We know D.C. Get our free newsletter to stay in the know.
Undefeated, the Academy Award winner for Best Documentary Feature, is the Louder Than a Bomb of high school football, a look at how an extracurricular activity can elevate students above their inner-city trappings and offer them a glimpse of their potential. Here, coach Bill Courtney is the central hero, having volunteered at Tennessee’s Manassas High School for six years and having little to show for it except a neglected family and, likely, rising blood pressure.

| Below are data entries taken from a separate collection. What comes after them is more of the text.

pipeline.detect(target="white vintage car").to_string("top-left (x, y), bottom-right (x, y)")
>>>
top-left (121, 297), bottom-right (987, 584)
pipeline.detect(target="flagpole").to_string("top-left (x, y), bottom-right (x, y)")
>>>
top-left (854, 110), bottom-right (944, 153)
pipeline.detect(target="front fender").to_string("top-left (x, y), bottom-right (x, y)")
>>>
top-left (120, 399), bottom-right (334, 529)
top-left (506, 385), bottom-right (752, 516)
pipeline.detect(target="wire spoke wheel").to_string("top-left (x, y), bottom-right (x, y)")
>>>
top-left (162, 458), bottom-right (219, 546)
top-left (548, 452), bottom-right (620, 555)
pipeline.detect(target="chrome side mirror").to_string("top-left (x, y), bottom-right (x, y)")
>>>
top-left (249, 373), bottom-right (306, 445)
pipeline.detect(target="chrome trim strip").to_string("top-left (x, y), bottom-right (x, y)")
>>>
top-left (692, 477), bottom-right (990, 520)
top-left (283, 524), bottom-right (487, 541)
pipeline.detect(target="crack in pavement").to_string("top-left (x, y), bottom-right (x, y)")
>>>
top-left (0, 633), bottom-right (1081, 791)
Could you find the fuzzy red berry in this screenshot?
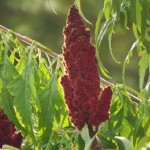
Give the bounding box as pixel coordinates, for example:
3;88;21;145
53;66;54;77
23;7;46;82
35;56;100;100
61;5;112;130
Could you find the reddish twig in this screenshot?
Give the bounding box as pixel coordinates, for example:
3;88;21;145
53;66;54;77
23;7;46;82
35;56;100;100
101;78;142;104
0;25;59;57
0;25;141;103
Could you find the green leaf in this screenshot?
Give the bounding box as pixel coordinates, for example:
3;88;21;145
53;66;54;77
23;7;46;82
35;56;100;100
96;13;117;49
81;124;92;150
108;33;121;64
2;145;19;150
75;0;92;25
139;51;149;90
134;0;142;32
140;0;148;42
81;124;98;150
0;59;25;133
115;136;134;150
129;0;136;24
95;10;104;43
122;39;139;84
120;10;127;32
39;73;59;140
48;0;57;14
136;136;150;150
8;49;36;140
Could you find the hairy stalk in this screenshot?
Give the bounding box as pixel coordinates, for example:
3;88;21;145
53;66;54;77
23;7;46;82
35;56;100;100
0;25;141;103
0;25;59;57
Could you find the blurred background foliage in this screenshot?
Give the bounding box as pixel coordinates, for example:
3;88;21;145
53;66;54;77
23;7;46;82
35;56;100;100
0;0;140;90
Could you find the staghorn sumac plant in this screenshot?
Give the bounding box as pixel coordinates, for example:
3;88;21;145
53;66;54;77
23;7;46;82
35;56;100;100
0;0;150;150
61;5;112;149
0;109;23;149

Directors Daniel Lindsay and T.J. Martin make clear that Courtney’s competition throughout his coaching career wasn’t so much other teams—though the Tigers’ track record was pathetic—as it was injuries, bad grades, and bad attitudes. One of his players, Chavis, spent 15 months in a youth penitentiary and still makes trouble with other team members when he gets out. Another, O.C., has terrible grades and gets to go all Blind Side, living with an assistant coach a few days a week while being tutored. Montrail, aka “Money,” gets sidelined with a knee injury toward the end of the season his senior year.
You get the sense that coaching the Tigers is like herding cats, yet Courtney remains firmly optimistic, if a wee bit too bright-eyed. “Young men of character and of discipline and commitment end up winning in life, and they end up winning in football,” he tells his team at one point. “Football doesn’t build character, it reveals it,” he says during another speech. The concept of character is big with this guy; it’s not how you handle wins, he says, but losses. And this team gets to do a lot of that, having never won a playoff game in the school’s 110-year history and even being hired out as a practice team for more successful schools to fine-tune their skills against. Ouch.
Of course, a winning documentary can’t focus on an entirely losing team, and Undefeated is uplifting in all the right but, crucially, not the most obvious places. Courtney, though he’s a white semisuccessful businessman with a loving family, identifies with many of his poor, black players because his father left when he was a small boy. “You start feeling like you’re not very valuable” when Dad’s not around, he says, though he notes the irony that he himself often spends more time with his team than with his own kids. He’s regularly pushed to the edge by the trouble-making players and questions when enough is enough. But Courtney’s constant yapping at them does sink in, because they not surprisingly start winning games.
The final game is, as are all final games in movies, a nail-biter. But wait and see what happens before assuming it goes the Tigers’ way. Undefeated’s title refers more to the inner strength of the players than the team itself. And, just like a well-fought playoff win, it’ll leave you a little misty-eyed.